Bubble hockey champions: Tampa Bay Lightning win Stanley Cup
EDMONTON, Alberta — The joyful yells from the bench could be heard in the empty arena in the final seconds and the roar from players when Commissioner Gary Bettman called for Steven Stamkos to accept the Stanley Cup echoed even louder.
The triumph of winning the NHL championship in a bubble was certainly no less sweet for the Tampa Bay Lightning.
Brayden Point scored his playoff-best 14th goal and the Lightning beat the Dallas Stars 2-0 in Game 6 on Monday night to win finish off the most unusual NHL postseason in history, staged nearly entirely in quarantine because of the pandemic.
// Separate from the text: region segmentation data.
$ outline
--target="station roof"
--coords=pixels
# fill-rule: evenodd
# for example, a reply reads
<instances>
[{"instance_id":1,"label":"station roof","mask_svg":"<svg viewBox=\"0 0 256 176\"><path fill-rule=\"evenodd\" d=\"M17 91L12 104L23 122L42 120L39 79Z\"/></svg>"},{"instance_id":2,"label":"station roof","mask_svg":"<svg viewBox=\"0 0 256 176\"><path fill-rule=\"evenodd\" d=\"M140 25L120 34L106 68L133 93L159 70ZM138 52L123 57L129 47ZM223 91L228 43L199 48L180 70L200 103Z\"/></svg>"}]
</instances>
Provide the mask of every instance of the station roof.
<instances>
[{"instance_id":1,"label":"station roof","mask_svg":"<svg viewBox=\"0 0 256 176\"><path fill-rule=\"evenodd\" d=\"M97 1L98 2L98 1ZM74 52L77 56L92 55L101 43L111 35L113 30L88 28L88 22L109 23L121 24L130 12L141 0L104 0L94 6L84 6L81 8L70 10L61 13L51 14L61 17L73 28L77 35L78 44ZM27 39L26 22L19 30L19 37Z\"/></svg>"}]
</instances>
The clock hitting zeros with no fans in attendance set off a celebration for a team that endured years of playoff heartbreak and two months in isolation — and their fans outside Amalie Arena in Tampa celebrated right along with them.
“It takes a lot to be in a bubble for 80 days or whatever long it was,” said defenseman Victor Hedman, who won the Conn Smythe Trophy as playoff MVP. “But it’s all worth it now, we’re coming home with the Cup.”
Before giving that trophy to Hedman, Bettman gave all the players credit for enduring a quarantine largely on their own for so long.
“To be in this place at this time under these circumstances is remarkable and frankly overwhelming,” Bettman said. “Frankly, all of the players who participated should feel like MVPs.”
Goals from Point and Blake Coleman and a 22-save shutout by Andrei Vasilevskiy in Game 6 were enough to power the Lightning to their second championship after winning it in 2004. That one came just ahead of a lockout that wiped out an entire season and similar uncertainty hangs in the air now because of the coronavirus.
Questions about the future were put off for a celebration by the Lightning and by the NHL, the first of the four major North American professional sports leagues to crown a champion since the start of the pandemic.
In all, the NHL played 130 games in a bubble, 25 of them going into overtime, before the final horn set off a celebration by Tampa Bay that simply had to do with no fans in the stands, and few loved ones allowed on the ice to share the moment.